Scientists efficiently dissociate water with new catalysts

Chemists at the University of Oregon have made substantial gains by improving the catalytic dissociation reaction of water in electrochemical reactors, called bipolar membrane electrolyzers, to more efficiently separate water molecules into positively charged protons and negatively charged hydroxide ions.

The discovery, published online before printing in the magazine Science, provides a roadmap for making electrochemical devices that take advantage of the key performance property of bipolar membranes: generating the protons and hydroxide ions within the device and supplying the ions directly to the electrodes to produce the final chemicals.

The technology behind bipolar membranes, which are layered ion exchange polymers that sandwich a layer of water dissociation catalyst, emerged in the 1950s.
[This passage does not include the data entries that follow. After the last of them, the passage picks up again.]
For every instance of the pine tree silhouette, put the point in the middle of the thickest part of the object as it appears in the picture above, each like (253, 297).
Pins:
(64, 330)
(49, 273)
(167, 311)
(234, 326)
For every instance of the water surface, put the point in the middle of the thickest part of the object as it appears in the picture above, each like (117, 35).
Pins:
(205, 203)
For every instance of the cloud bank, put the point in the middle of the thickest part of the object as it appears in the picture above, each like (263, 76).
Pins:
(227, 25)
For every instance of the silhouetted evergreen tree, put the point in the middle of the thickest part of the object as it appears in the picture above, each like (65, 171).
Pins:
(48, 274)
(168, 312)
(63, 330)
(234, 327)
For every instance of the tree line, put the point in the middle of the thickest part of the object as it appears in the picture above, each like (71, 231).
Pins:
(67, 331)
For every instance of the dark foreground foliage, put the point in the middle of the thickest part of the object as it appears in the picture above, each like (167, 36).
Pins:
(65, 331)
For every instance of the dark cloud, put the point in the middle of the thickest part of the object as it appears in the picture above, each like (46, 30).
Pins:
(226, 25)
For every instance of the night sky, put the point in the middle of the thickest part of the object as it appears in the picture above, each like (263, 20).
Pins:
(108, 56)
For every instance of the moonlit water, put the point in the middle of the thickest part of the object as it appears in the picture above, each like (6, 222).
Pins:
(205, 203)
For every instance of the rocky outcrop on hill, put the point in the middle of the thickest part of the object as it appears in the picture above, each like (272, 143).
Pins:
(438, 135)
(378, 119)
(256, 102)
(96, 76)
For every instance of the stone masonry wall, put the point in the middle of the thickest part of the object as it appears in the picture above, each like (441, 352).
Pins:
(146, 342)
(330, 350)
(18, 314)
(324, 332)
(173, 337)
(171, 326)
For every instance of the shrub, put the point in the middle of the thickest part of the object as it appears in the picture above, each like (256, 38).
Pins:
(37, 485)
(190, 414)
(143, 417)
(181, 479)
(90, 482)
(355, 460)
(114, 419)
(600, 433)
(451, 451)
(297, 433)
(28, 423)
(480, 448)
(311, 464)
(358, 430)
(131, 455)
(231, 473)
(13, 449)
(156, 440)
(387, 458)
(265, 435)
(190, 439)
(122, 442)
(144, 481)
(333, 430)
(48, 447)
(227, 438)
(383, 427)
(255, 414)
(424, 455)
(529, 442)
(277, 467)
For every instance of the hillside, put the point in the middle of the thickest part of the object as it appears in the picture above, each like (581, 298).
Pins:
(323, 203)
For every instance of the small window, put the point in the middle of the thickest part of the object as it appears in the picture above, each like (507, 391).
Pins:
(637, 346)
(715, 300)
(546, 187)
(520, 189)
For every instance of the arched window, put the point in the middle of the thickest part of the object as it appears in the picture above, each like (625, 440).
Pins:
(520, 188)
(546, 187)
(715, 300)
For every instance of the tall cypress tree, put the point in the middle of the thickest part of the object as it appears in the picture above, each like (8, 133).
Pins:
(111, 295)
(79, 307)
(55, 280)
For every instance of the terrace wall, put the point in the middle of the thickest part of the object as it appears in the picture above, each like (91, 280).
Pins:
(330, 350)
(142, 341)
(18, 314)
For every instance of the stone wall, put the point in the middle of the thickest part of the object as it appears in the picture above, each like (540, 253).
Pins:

Although they have been applied industrially on a small scale, their performance is currently limited to low current density operation, making wide applications difficult.

These include devices to produce hydrogen gas from water and electricity, capture carbon dioxide from seawater, and make carbon-based fuels directly from carbon dioxide, said co-author Shannon W. Boettcher, professor at the UO Department of Chemistry and Biochemistry and founding director of the Oregon Center for Electrochemistry,

“I suspect that our findings will accelerate a revival in the development of bipolar membrane devices and research into the fundamentals of the water dissociation reaction,” said Boettcher, who is also a fellow at the Institute for Materials Science and an associate at Phil of the UO. and Penny Knight Campus to accelerate the scientific impact.
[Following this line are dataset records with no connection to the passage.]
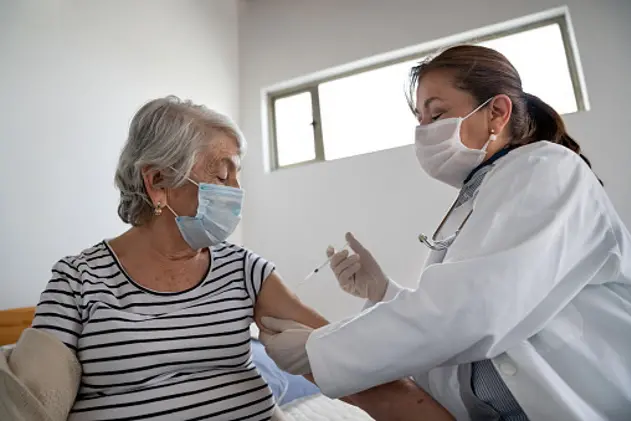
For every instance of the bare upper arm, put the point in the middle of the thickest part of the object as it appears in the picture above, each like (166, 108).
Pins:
(276, 300)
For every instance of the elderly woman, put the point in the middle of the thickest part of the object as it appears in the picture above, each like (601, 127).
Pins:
(158, 318)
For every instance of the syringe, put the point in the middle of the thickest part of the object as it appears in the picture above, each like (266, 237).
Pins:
(316, 270)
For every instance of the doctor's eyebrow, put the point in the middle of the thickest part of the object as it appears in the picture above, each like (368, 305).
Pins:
(428, 101)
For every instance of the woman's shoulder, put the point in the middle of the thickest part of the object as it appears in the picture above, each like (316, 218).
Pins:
(549, 165)
(541, 153)
(94, 261)
(232, 251)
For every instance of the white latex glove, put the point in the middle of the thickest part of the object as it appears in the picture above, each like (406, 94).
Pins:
(285, 342)
(358, 274)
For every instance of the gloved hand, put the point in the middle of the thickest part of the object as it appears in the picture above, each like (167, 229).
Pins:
(359, 274)
(285, 342)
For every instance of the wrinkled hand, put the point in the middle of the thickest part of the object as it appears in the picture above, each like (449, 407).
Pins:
(358, 274)
(285, 342)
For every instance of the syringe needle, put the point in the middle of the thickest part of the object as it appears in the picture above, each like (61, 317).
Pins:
(316, 270)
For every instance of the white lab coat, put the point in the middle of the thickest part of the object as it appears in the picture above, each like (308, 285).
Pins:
(538, 280)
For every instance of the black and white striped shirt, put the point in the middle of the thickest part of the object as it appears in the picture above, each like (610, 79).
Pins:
(157, 356)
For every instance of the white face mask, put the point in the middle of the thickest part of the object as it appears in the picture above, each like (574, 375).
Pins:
(441, 152)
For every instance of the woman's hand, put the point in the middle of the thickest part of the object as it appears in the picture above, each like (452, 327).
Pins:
(359, 274)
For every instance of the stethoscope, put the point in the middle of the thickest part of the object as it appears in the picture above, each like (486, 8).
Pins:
(440, 245)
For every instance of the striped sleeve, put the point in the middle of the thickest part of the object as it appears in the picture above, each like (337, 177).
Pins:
(58, 309)
(257, 270)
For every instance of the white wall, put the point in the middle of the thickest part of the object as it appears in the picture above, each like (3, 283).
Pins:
(72, 74)
(292, 215)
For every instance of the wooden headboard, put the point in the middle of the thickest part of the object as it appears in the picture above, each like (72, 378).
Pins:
(13, 322)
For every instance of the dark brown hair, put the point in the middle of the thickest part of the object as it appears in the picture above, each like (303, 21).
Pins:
(485, 73)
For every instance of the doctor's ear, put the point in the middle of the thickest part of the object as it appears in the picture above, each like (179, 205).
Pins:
(500, 109)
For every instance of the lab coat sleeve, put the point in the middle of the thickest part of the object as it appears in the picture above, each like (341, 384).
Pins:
(392, 291)
(501, 281)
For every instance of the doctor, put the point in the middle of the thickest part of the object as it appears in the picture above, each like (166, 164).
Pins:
(523, 311)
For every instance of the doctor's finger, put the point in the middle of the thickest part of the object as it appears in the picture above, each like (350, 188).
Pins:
(355, 245)
(347, 274)
(338, 258)
(344, 264)
(330, 251)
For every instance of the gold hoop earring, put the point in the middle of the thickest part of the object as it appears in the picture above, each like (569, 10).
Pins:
(157, 211)
(492, 136)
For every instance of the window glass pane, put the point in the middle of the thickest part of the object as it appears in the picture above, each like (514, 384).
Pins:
(366, 112)
(539, 57)
(294, 131)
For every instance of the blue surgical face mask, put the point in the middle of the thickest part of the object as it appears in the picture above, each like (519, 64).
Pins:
(218, 214)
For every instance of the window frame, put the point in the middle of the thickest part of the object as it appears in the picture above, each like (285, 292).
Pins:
(310, 85)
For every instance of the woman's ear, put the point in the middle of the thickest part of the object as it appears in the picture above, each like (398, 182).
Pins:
(152, 179)
(501, 108)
“The performance we demonstrate is high enough,” he said. “If we can improve durability and manufacture bipolar membranes with our industry partners, there should be important immediate applications.”

Typically, water-based electrochemical devices such as batteries, fuel cells, and electrolyzers operate at a single pH throughout the system, meaning the system is either acidic or basic, the study’s lead author said. Sebastian Z. Oener, a postdoctoral scholar who supported a grant from the German Research Foundation in Boettcher’s laboratory.

“This often leads to using expensive precious metals to catalyze electrode reactions, such as iridium, one of the rarest metals on earth, or to sacrifice catalyst activity, which, in turn, increases energy input. required of the electrochemical reactor, “said Oener. said. “A bipolar membrane can overcome this offset by operating each electrocatalyst locally in its ideal pH environment. This increases the breath of stable and abundant catalyst availability in the ground for each half reaction.”

The three-member team, which also included graduate student Marc J. Foster, used a membrane electrode assembly where the bipolar polymer membrane is compressed between two rigid porous electrodes. This approach allowed them to make a large number of bipolar membranes with different layers of water dissociation catalyst and to accurately measure the activity of each.

The team discovered that the exact position of each catalyst layer within the bipolar membrane junction, the interface between a hydroxide-conducting layer and the proton-conducting layer in the bipolar membrane, dramatically affects catalyst activity. This allowed them to use catalyst bilayers to obtain bipolar membranes with record performance that essentially dissociate water with a negligible contribution of extra energy.

“The biggest surprise was the understanding that performance could be substantially improved by placing different types of catalysts on top of each other,” said Boettcher. “This is simple but it had not been fully explored.”

A second key finding, Oener said, is that the water dissociation reaction that occurs within the bipolar membrane is fundamentally related to what occurs on the surfaces of the electrocatalyst, such as when protons are directly extracted from water molecules when Makes hydrogen fuel under basic pH conditions.

“This is unique because previously it was not possible to separate the individual steps that occur during an electrochemical reaction,” said Oener. “They are all linked, involve electrons and intermediates, and proceed rapidly in series. The bipolar membrane architecture allows us to isolate the chemical dissociation step from water and study it in isolation.”

That finding, he said, could also lead to improved electrocatalysts for reactions that directly produce reduced fuels from water, such as making hydrogen gas or liquid fuel from residual carbon dioxide.

The discoveries, Boettcher said, provide a tentative mechanistic model, one that could open the field and motivate many more studies.

“We are excited to see the response from the research community and see if these findings can be translated into products that reduce society’s dependence on fossil fuels,” he said.